Entre a Falta de Luz e a Falta de Vergonha
A Madeira, esta terra cansada, esbaforida de tanto se ouvir a si própria, escorregava pela encumeada da vaidade, enquanto Miguel Albuquerque, feito canastro de palavras sem sustança, espichava do beiço que se o apagão do continente tivesse rebentado cá, na nossa terra, seria “imediatamente detectável”. Disse-o com aquele ar de cagarola convencido, como quem sopra um balão furado e acha que é foguete, naquele falanço balofo de sempre, misturando gabança com ignorância, como quem mistura vinho avinagrado no bom e ainda se gaba do sabor.
Primeiro disparate: o tamanho da Madeira, coitada. Porque é “um ecossistema mais pequeno”, dizia ele, a modos de vendeiro a vender peixe estragado como se fosse fresco, seria mais fácil detectar uma falha. Mal sabe, ou pior ainda, sabendo, finge não saber, que pequeno, na Madeira, é sinónimo de fágil, como essas figueiras de escarpa que um ventinho logo bota ao chão. Um abicadouro¹ de sistema, onde uma falha numa turbina manda logo toda a gente a lamber lume, e nem com todos os rezos às alminhas de São Tiago se escapa. Detectar? Claro que sim, homem de Deus. Até a Tia Zulmira, encafuada no poio do Chão da Ribeira, dava fé da escuridão. Resolver?

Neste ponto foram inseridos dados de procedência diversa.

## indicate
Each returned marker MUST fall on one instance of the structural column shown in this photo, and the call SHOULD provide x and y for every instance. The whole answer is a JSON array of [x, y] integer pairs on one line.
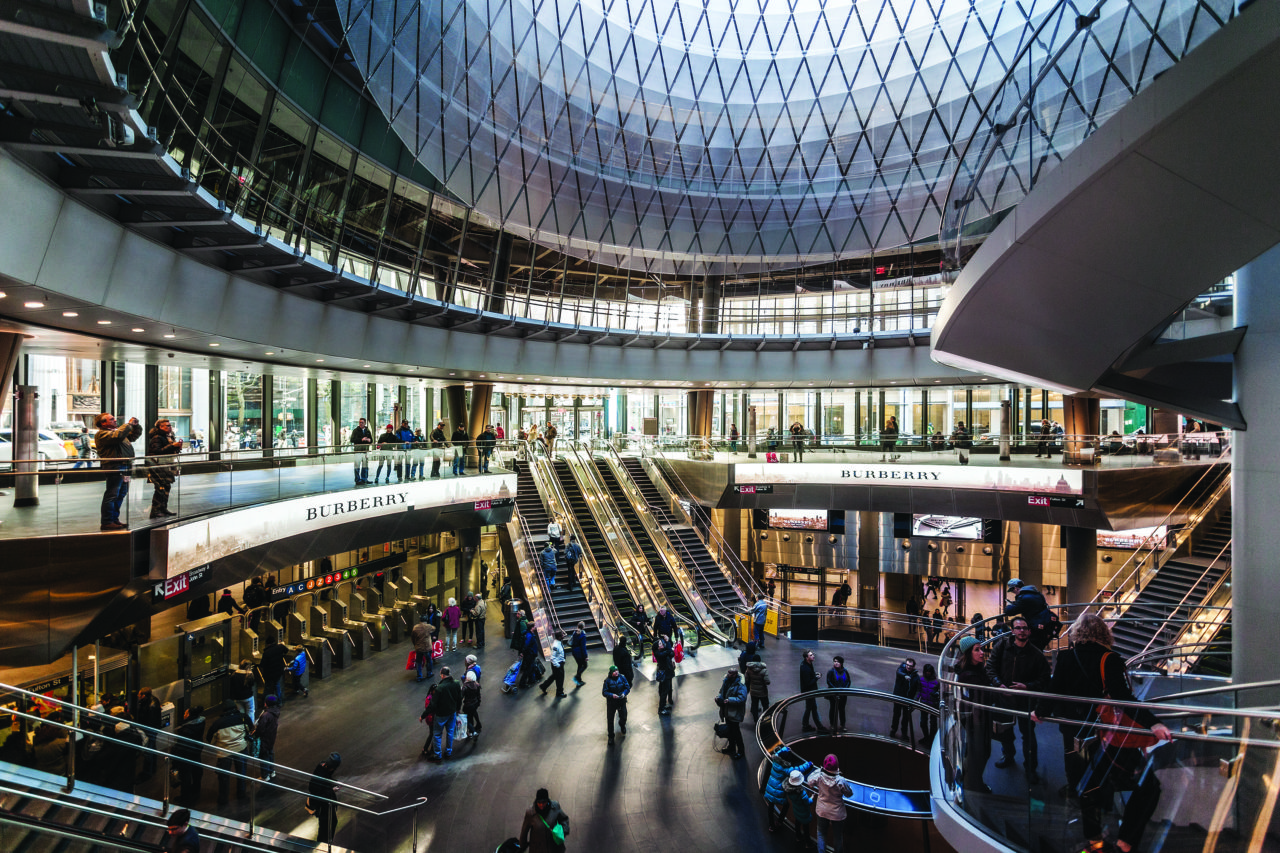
[[1082, 564], [1256, 474]]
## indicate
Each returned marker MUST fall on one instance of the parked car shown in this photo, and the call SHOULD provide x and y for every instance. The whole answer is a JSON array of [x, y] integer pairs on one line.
[[50, 447]]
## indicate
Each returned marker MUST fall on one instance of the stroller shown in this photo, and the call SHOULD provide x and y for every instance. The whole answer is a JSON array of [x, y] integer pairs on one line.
[[511, 679]]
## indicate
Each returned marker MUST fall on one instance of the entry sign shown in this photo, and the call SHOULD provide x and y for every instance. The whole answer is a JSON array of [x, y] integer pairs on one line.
[[178, 584], [1055, 500]]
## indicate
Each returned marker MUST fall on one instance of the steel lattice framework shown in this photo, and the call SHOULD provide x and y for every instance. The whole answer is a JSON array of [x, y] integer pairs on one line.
[[712, 136]]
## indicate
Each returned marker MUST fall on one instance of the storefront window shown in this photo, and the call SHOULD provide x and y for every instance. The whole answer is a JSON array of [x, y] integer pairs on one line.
[[289, 415], [242, 400]]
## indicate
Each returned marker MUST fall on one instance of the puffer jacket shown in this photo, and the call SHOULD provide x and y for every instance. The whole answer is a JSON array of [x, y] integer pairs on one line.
[[758, 679], [734, 698], [831, 794]]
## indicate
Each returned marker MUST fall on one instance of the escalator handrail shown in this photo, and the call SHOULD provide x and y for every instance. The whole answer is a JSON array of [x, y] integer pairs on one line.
[[736, 571], [679, 570], [1138, 559], [608, 617]]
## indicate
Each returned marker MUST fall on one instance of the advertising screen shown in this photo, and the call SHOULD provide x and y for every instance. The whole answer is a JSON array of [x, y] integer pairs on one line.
[[946, 527], [1153, 538], [798, 519]]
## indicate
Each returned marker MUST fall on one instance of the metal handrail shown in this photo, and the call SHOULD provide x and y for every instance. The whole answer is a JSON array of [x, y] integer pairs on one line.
[[739, 574], [1139, 561]]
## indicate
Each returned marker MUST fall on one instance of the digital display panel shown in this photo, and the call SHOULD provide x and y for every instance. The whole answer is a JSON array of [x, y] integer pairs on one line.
[[1155, 538], [799, 519], [946, 527]]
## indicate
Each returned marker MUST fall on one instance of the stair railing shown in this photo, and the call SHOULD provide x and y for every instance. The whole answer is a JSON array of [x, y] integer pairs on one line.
[[739, 575], [1148, 557], [607, 616], [679, 569], [104, 729]]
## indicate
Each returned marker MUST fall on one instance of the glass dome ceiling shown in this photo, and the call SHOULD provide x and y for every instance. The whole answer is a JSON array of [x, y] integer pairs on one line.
[[694, 136]]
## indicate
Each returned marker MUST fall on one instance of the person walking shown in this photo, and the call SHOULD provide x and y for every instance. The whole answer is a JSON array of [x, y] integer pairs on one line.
[[163, 450], [187, 749], [471, 702], [572, 555], [759, 614], [664, 674], [906, 684], [758, 685], [577, 646], [460, 439], [265, 729], [421, 638], [229, 733], [831, 803], [929, 696], [114, 446], [812, 720], [615, 692], [731, 701], [438, 441], [361, 442], [837, 676], [1015, 664], [545, 826], [181, 836], [1091, 670], [479, 612], [557, 675], [324, 797], [444, 708], [452, 619]]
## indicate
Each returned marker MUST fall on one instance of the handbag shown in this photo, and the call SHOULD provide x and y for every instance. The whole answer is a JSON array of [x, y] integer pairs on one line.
[[1119, 729]]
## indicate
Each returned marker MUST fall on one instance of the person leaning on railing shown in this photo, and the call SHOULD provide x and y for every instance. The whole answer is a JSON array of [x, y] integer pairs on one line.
[[1091, 670]]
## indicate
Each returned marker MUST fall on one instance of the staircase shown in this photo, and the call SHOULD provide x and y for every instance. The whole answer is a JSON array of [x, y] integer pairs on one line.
[[675, 596], [595, 542], [570, 606], [716, 589], [1180, 579]]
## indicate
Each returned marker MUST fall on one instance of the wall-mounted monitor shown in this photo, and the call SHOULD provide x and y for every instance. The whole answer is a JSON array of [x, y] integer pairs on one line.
[[946, 527], [819, 520], [1155, 538]]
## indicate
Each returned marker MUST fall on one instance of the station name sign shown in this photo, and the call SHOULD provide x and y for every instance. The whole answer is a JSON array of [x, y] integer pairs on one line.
[[1000, 478]]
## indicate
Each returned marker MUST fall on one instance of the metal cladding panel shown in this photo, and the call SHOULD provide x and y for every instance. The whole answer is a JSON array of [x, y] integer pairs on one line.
[[24, 238], [141, 276]]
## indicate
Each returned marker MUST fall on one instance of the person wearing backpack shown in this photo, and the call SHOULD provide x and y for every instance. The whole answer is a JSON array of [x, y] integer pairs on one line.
[[545, 826]]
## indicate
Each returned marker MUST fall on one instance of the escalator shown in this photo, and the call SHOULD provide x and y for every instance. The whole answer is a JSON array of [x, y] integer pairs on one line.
[[1157, 615], [568, 605], [713, 585], [672, 591], [595, 542]]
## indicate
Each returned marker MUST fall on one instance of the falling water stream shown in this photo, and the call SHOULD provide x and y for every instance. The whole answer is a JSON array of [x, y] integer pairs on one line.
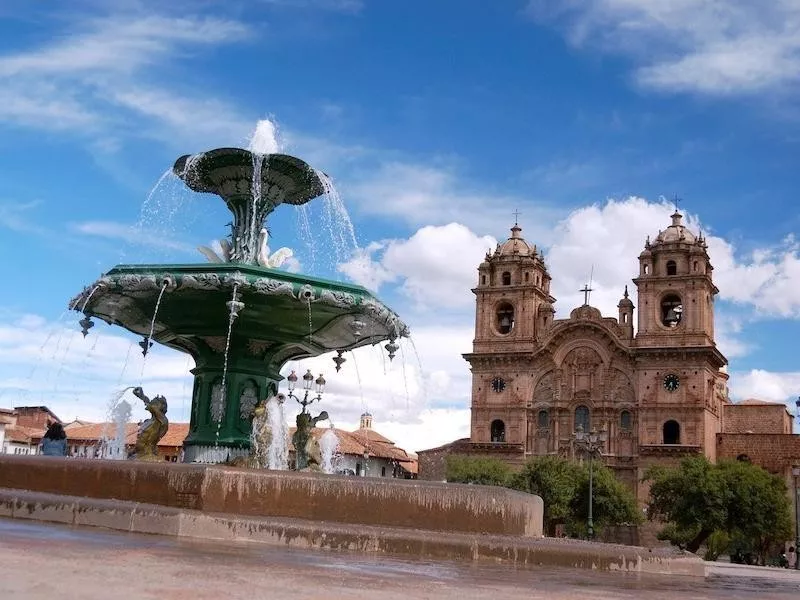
[[223, 387], [149, 339]]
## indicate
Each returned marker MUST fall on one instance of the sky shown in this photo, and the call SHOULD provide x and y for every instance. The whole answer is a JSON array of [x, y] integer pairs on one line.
[[436, 121]]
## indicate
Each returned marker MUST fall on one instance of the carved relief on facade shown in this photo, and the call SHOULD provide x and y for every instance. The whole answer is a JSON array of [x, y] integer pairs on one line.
[[582, 370]]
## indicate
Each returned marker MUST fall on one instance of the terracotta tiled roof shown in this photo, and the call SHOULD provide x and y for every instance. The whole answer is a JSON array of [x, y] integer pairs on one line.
[[95, 432], [757, 402], [370, 435]]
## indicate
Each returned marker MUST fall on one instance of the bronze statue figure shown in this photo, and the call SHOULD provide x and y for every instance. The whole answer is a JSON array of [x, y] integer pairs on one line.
[[308, 455], [153, 429]]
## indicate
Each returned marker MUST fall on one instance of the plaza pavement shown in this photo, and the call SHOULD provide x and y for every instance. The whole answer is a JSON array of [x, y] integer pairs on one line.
[[45, 561]]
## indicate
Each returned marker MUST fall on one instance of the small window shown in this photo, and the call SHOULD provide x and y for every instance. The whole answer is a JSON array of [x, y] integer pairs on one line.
[[505, 318], [582, 419], [625, 420], [498, 431], [672, 432], [543, 420], [671, 310]]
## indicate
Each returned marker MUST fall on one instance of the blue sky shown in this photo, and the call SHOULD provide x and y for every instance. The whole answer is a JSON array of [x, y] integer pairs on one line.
[[436, 121]]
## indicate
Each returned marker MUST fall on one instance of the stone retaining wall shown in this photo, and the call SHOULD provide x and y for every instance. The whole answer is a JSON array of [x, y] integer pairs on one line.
[[284, 494]]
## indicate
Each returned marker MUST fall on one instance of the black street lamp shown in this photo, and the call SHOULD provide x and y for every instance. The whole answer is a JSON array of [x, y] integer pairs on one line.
[[592, 443], [308, 380], [796, 474]]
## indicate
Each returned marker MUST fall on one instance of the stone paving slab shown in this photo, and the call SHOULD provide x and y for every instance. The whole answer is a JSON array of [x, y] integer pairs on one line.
[[43, 561], [298, 533]]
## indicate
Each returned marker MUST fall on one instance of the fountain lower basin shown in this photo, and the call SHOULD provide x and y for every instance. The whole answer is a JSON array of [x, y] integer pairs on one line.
[[281, 316]]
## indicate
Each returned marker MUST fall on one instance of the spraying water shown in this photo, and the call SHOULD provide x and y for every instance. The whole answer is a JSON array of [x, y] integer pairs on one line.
[[329, 447], [278, 451]]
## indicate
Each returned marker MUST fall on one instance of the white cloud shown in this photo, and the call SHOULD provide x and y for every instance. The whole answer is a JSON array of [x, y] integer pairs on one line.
[[104, 74], [437, 265], [765, 385], [130, 234], [731, 47], [436, 195]]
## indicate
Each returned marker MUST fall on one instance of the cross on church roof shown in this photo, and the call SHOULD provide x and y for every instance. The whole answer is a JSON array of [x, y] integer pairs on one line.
[[586, 289]]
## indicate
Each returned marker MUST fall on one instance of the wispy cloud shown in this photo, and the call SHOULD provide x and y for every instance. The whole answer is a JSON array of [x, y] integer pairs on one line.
[[109, 76], [698, 46], [17, 217], [129, 234]]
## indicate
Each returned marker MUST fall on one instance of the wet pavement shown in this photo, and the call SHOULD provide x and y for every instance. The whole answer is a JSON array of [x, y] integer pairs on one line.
[[45, 561]]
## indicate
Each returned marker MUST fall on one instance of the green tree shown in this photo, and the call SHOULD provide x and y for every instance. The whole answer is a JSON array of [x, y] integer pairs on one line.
[[556, 480], [691, 498], [759, 509], [613, 503], [737, 499], [477, 470]]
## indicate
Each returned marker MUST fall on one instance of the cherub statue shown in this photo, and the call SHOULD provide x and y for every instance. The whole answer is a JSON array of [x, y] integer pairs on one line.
[[153, 429], [308, 455]]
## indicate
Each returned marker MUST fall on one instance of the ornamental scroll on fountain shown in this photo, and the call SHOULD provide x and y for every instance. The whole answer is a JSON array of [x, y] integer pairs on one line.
[[238, 316]]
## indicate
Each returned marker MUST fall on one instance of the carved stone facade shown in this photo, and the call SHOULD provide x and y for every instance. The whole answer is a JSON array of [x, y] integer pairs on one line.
[[659, 393]]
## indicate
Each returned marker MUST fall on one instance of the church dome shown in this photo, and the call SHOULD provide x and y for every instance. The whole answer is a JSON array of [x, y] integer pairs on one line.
[[676, 233], [516, 245]]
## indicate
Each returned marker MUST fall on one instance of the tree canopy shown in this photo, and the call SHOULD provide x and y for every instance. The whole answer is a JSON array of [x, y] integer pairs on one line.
[[563, 486], [740, 499]]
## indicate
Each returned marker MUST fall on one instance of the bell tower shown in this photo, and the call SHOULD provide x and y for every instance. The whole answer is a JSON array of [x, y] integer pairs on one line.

Ah, isso é que era o cabo dos trabalhos.
Depois, a desfaçatez de sempre, o manso desenxabido de quem acha que pode mandar uma esgaça e ficar a rir. “Apenas alguns serviços dependentes do Estado terão sido afectados”, atirou ele, com aquele ar de figurão, a cheirar a água de colónia, como as coisas do Estado fossem brincos de feira, ou coisa para entreter o povo em dia de folga. Como se a Madeira não estivesse toda ela feita de estado e de fome, de repartição pública e de fome, de pequena loja e de fome, de estrada a cair e de fome.
Mas o mais triste, o mais desdentado disto tudo, é a confusão entre detectar e resolver. Como se ver a bicheza fosse matá-la. Como se a vergalhada de saber que há uma fuga na levada adiantasse sem o home que tranca a adufa a tempo. Detectar não cura. Detectar é só o principio do chorrilho. E a Madeira, como toda a gente sabe, ou finge que não sabe para não ter de fazer nada, é um atapetar de problemas velhos, um cangalheiro de improvisos, um facho apagado por dentro e por fora.
Não é novidade, nem espanta ninguém que tenha mais de dois dedos de testa. A ilha vive num apagão, e não é de electricidade: é um apagão político, de ideias, de coragem, de vergonha na cara. Um apagão, tão grosso e tão sólido que já se pode caminhar em cima dele como se fosse chão firme. Um apagão a modo de praga antiga, como essas febres malinas² que nem a poncha da Serra d'Água cura.
E os discursos, os falanços, os espiches³, são só a poeira a tapar o que toda a gente vê de olhos fechados: que a Madeira é governada por fantasmas gordos de si mesmos, por bestuns⁴ empandeirados que vendem fogo-fátuo como se fosse luz do céu.
¹abismo ²estado grave de doença e com febre ³do inglês "speech" ⁴pessoa sobre si
Abril 2025
Nuno Morna
Ninguém percebe mais de apagões e de electricidade do que eu.